Article review- Filbay et al (2017) Delaying ACL reconstruction

Article review-

Filbay et al (2017)

Delaying ACL reconstruction and treating with exercise therapy alone may alter prognostic factors for 5-year outcome: an exploratory analysis of the KANON trial.

Filbay, S.R.,  Roos, E.M.,  Frobell, R.B., Roemer, F., Ranstam, J., and Lohmander, L.S.  (BJSM May 2017)

Summary

5year follow up of a prospective RCT comparing 3 groups

1) Exercise therapy plus early ACLR    (Surgery within 10 weeks)-    62 people

2) Exercise therapy with delayed ACLR (Median 867 days to surgery)-  30 people 

3) Exercise therapy alone - 29 people

All participants (age 18-35, males 73%) had injured their ACL <4weeks ago; Excluded professional sports people and those less than moderately active.

Outcomes

1. Worse 5year KOOS outcomes were seen in all participants with

-ACL graft rupture (after early or delayed ACLR) or contralateral ACL rupture

-Having at least one non-ACL related knee surgery

-Worse baseline short form mental component score

2. At 5 year follow up, individuals undergoing early ACLR + exercise had a worse KOOS outcome than those undergoing exercise rehab only

3. Worse preoperative KOOS scores in the early ACLR group lead to more knee symptoms at 5 years. This was not the case for individuals treated with exercise therapy plus delayed reconstruction.

4. Early ACLR in people with baseline meniscal or osteochondral injury led to 12-14 point worse KOOS sport/rec score and QOL at 5year follow up compared to early ACLR in people without baseline meniscal/osteochondral injury.
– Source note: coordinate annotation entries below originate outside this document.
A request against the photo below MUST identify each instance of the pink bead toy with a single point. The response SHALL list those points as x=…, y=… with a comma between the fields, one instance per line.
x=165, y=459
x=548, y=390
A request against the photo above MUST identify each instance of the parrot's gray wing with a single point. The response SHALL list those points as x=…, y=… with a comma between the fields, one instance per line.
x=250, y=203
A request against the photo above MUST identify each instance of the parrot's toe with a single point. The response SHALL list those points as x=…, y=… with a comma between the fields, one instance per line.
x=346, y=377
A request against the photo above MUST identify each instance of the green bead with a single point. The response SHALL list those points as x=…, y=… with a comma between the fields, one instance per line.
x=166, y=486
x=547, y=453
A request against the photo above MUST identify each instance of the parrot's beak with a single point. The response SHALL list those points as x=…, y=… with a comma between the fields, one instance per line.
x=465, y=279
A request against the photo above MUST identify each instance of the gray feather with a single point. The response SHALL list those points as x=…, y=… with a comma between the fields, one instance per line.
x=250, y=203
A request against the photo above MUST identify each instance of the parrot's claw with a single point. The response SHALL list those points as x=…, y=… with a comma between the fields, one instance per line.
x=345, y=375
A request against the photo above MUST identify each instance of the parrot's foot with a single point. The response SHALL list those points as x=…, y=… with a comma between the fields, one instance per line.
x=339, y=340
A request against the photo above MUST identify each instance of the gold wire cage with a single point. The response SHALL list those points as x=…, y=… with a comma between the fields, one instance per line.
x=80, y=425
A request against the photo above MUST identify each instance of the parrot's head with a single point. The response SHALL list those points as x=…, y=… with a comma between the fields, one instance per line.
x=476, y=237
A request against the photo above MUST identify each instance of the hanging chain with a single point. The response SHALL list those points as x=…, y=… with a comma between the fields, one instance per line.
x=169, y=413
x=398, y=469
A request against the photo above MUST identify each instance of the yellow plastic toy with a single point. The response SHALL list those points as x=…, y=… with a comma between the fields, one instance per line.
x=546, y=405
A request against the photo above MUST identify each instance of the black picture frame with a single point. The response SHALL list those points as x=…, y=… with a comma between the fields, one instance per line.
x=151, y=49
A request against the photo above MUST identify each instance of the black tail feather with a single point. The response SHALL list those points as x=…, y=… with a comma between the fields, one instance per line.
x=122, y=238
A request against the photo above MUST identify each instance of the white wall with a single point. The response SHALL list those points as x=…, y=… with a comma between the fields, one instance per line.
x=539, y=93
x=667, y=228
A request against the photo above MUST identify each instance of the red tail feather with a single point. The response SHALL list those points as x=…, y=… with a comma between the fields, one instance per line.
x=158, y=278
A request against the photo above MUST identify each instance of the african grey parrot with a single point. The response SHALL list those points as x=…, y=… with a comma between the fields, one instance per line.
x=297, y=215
5. Worse baseline KOOS scores are associated with worse knee symptoms, reduced sport/recreation function and decreased QOL at 5year follow-up in the early ACLR group.

6. In the delayed ACLR group, people with baseline meniscal damage demonstrated 14 point better KOOS (pain) score at 5year follow up compared with nil baseline meniscal damage.

Recommendations

1. In people with acute ACL injury and baseline meniscal/osteochondral injury: Better to undertake exercise therapy, with the option of delayed ACLR as required, rather than early ACLR. This may allow better resolution of joint trauma prior to undergoing second trauma (surgery) to the knee. It will also allow the person to gain better pre-operative muscle strength and neuromuscular control.

2. Surgical outcomes are best in patients with less severe pain/symptoms and better pre-op knee function. Patients with a less settled knee post-injury may benefit from postponing surgery and commencing exercise therapy first. This will allow a person to enter surgery with a better KOOS score, which is prognostic for better 5year outcome

Limitations

The group managed with exercise therapy only were the ones who had success with a conservative management program, the ones with ongoing symptomatic instability were analysed as treated in the exercise therapy + delayed ACLR group.